The eighth section of the act of Congress of the 6th of March, 1820, did not, in my opinion, operate to determine the domestic condition and status of the plaintiff and his family during their sojourn in Minnesota Territory, or after their return to Missouri.

The question occurs as to the judgment to be given in this case. It appeared upon the trial that the plaintiff, in 1834, was in a state of slavery in Missouri, and he had been in Missouri for near fifteen years in that condition when this suit was brought. Nor does it appear that he at any time possessed another state or condition, de facto. His claim to freedom depends upon his temporary elocation, from the domicil of his origin, in company with his master, to communities where the law of slavery did not prevail. My examination is confined to the case, as it was submitted upon uncontested evidence, upon appropriate issues to the jury, and upon the instructions given and refused by the court upon that evidence. My opinion is, that the opinion of the Circuit Court was correct upon all the claims involved in those issues, and that the verdict of the jury was justified by the evidence and instructions.

The jury have returned that the plaintiff and his family are slaves.

Upon this record, it is apparent that this is not a controversy between citizens of different States; and that the plaintiff, at no period of the life which has been submitted to the view of the court, has had a capacity to maintain a suit in the courts of the United States. And in so far as the argument of the Chief Justice upon the plea in abatement has a reference to the plaintiff or his family, in any of the conditions or circumstances of their lives, as presented in the evidence, I concur in that portion of his opinion. I concur in the judgment which expresses the conclusion that the Circuit Court should not have rendered a general judgment.

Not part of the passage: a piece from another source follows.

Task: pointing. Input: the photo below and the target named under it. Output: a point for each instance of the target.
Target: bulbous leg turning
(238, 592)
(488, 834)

The capacity of the plaintiff to sue is involved in the pleas in bar, and the verdict of the jury discloses an incapacity under the Constitution. Under the Constitution of the United States, his is an incapacity to sue in their courts, while, by the laws of Missouri, the operation of the verdict would be more extensive. I think it a safe conclusion to enforce the lesser disability imposed by the Constitution of the United States, and leave to the plaintiff all his rights in Missouri. I think the judgment should be affirmed, on the ground that the Circuit Court had no jurisdiction, or that the case should be reversed and remanded, that the suit may be dismissed.


Mr. Justice CATRON.

The defendant pleaded to the jurisdiction of the Circuit Court, that the plaintiff was a negro of African blood; the descendant of Africans, who had been imported and sold in this country as slaves, and thus had no capacity as a citizen of Missouri to maintain a suit in the Circuit Court. The court sustained a demurrer to this plea, and a trial was had upon the pleas, of the general issue, and also that the plaintiff and his family were slaves, belonging to the defendant. In this trial, a verdict was given for the defendant.

The judgment of the Circuit Court upon the plea in abatement is not open, in my opinion, to examination in this court upon the plaintiff's writ.

The judgment was given for him conformably to the prayer of his demurrer. He cannot assign an error in such a judgment. (Tidd's Pr., 1163; 2 Williams's Saund., 46 a; 2 Iredell N.C., 87; 2 W. and S., 391.) Nor does the fact that the judgment was given on a plea to the jurisdiction, avoid the application of this rule. (Capron v. Van Noorden, 2 Cr., 126; 6 Wend., 465; 7 Met., 598; 5 Pike, 1005.)